Namlea, Kompastimur.com
Menghubungi wartawan media ini lewat pesan WhatsApp, Asrul Pical mengakui rekaman percakapan dua arah yang kini beredar luas di WhatsApp itu terjadi antara dirinya dengan seorang pekerja tambang emas ilegal bernama Cak Min dan sengaja direkam oleh orang yang diketahuinya bernama Ari.
Dalam rekaman percakapan itu, Asrul Pical meminta upeti Rp.2 juta dari baktenaman emas yang menggunakan pula Bahan Beracun Berbahaya (B3) seperti asam cianida dan kotiks.
Namun Cak Min menolak membayarnya dan menjelaskan sudah menyetor Rp.3 juta ke orang lain bernama Fikri sebagai pemilik patok, sehingga kalau membayar sesuai yang diminta Asrul , maka ia akan merugi.
"Dalam isi rekaman itu seng (tidak) ada penyebutan nama institusi. Itu beta sebut punda bukan polda. Maksud punda itu bunda, cuma beta salah ucap,"luruskan Asrul Pical.
Akui Asrul Pical, paska rekaman itu beredar luas, tagihan uang dari bak rendaman sudah tidak jalan.
Awalnya, niat melakukan pungutan dari bak rendaman itu untuk diberikan Asrul Pical kepada para tokoh agama di Kayeli. Namun buyar pasca rekaman percakapan itu beredar luas.
Kini lanjut dia, bosnya yang menggarap rendaman di GB diminta bantuan untuk membuka dua bak rendaman dan keuntungannya disisihkan untuk diberikan kepada tokoh agama di Kayeli.
Untuk membuktikan penjelasannya itu, Asrulengirim satu buah foto saat itu menyerahkan segepok rupiah berwarna merah kepada seseorang tokoh di Kayeli. Ia meminta agar foto itu tidak dipublikasi.
Disadarinya bahwa tambang di GB ini masih ilegal. Tambang itu hanya memperkaya orang dari bos-bos tambang luar, sedangkan tokoh di negeri Kayeli tidak diperhatikan.
"Lalu apakah salah beta drngan Abang Alham Bihuku dan raja dengan hati yang tulus ingin menerapkan satu aturan di areal negeri sebagai upeti yang ktong berikan kepada tokoh agama kayeli sebagai rasa peduli katong par dong,"gugah Asrul Pical.
"Selama tambang ini jalan secara ilegal katong pung tokoh agama di kayeli mau isap rokok sajs stengah mati.Sementara hasil dia atas ratusan juta yang masuk tuk bos dari luar.
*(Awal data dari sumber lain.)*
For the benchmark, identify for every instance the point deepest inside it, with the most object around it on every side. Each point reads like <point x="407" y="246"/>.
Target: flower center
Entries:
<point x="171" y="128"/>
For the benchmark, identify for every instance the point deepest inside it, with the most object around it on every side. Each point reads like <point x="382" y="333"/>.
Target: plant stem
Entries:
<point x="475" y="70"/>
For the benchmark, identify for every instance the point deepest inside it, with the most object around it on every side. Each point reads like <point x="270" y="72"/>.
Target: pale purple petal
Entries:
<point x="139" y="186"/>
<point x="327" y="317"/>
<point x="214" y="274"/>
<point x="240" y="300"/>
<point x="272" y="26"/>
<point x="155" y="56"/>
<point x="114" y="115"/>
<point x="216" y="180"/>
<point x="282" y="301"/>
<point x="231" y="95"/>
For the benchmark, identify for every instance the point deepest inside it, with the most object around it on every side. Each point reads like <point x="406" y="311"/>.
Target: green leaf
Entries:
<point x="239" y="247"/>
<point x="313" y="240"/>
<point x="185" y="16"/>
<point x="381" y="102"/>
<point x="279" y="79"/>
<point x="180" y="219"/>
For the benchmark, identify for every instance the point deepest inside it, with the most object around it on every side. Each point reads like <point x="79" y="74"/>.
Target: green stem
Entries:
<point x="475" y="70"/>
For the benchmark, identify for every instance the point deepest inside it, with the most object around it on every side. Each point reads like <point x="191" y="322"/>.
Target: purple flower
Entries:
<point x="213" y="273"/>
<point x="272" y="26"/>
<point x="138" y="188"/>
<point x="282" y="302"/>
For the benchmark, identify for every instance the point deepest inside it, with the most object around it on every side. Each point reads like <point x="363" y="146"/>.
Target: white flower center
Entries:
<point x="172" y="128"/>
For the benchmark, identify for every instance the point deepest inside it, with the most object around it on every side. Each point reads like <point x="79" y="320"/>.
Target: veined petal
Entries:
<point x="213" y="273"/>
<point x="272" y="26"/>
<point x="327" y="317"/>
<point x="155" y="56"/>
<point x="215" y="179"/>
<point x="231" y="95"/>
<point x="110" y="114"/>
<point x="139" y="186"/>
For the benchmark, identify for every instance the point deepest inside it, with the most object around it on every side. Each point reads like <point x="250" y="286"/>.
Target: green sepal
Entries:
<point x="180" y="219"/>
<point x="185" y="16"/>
Sementara Katong cuma hanya minta sedikit risky/upeti par lia Katong pung tokoh agama saja jadi maslah,"soalkan dia.
Sementara itu, hasil pantauan di GB sampai hati ini, aktivitas tambang ilegal masih terus berlangsung.
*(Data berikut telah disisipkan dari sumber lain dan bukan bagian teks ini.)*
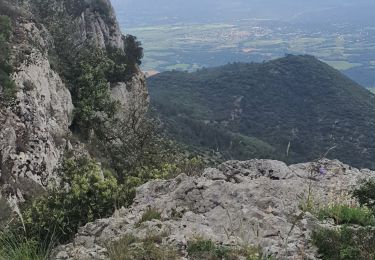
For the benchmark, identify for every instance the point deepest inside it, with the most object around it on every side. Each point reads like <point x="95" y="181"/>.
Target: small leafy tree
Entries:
<point x="85" y="194"/>
<point x="365" y="194"/>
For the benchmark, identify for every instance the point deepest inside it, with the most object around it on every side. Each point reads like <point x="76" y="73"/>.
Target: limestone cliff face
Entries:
<point x="34" y="132"/>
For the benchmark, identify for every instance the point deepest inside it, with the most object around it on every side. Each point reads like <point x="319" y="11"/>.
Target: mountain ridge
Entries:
<point x="297" y="99"/>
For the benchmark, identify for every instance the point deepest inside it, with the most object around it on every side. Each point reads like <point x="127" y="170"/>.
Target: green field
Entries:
<point x="192" y="46"/>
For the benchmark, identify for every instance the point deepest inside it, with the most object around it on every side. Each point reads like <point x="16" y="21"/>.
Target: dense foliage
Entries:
<point x="86" y="193"/>
<point x="354" y="235"/>
<point x="7" y="86"/>
<point x="295" y="100"/>
<point x="346" y="243"/>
Paska dihimbau Penjabat Bupati Buru, Dhjalaludin Salampessy pada Jumat lalu agar stop penambangan emas ilegal di GB dan Gogorea, tidak ada satupun yang mengubris himbauan ini.
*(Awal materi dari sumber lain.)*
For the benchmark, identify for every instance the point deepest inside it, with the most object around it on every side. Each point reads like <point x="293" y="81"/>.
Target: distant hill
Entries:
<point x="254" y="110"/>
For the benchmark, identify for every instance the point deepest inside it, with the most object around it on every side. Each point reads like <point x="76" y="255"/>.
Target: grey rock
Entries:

Aktifitas pengolahan pengolahan emas dengan B3 terus kian marak dengan semakin menjamurnya bak-bak rendaman di GB.
Beberapa sumber terpercaya menyebut, rendaman kian marak, karena ada bekingan dari sejumlah orang yang pasang badan sebagai pemilik dari bos-bos yang mengelola rendaman ini.
Setiap kali toyong atau ambil hasil, dikhabarkan oknum- oknum bekingan ini mendapat angpao sebesar Rp.2,5 juta per bak.
"Satu orang dijatah satu bak, termasuk dijatah kepada oknum yang mengaku-ngaku wartawan,"beber sumber ini.
Sebagaimana diberitakan sebelumnya, kalau Penjabat Bupati Buru, Djalaluddin Salampessy mengakui, eksploitasi emas oleh para pelaku Penambangan Tanpa Izin (PETI) di Gunung Botak yang tidak terkendali akan berdampak terhadap kerusakan lingkungan cukup parah pada 10-15 tahun mendatang.
Memberikan sambutan sekaligus membuka Rakerda DPC Ikatan Alumni Universitas Pattimura (Ikapati) Kabupaten Buru, di Aula Kantor Bupati, Kamis (23/6/2022), Djalaluddin Salampessy mengatakan, kalau beberapa tahun terakhir ini isue hangat yang kemudian menjadi perhatian regional maupun internasional terkait dengan lingkungan di GB, kini kian memprihatinkan."Sangat memprihatinkan,"tandas Salampessy .
Kondisi yang sangat memprihatinkan di Gunung Botak itu telah dilaporkan kepada Gubernur Maluku, Murad Ismail."Kemarin kami melaporkan kepada pak gubernur, bahwa pak gubernur harus ada tindakan cepat, kalau tidak lingkungan kita tidak akan bertahan dalam 10-15 tahun ke depan,"sambung Salampessy.
Salampessy yang akrab dipanggil Djar ini menguraikan, bahwa Wilayah perkebunan, sawah - sawah kita, hutan kita, tidak bisa memberikan kehidupan dan kesejahteraan masa depan di negeri ini kalau PETI di GB terus dibiarkan.
Kalau dibiarkan tidak terkendalinya eksploitasi yang tidak terkontrol oleh PETI , maka penambangan liar yang dilakukan itu kemudian akan berdampak terhadap lingkungan "Ini bukan peristiwa kecil.Ini peristiwa dunia bapak-ibu,"sentak Djar.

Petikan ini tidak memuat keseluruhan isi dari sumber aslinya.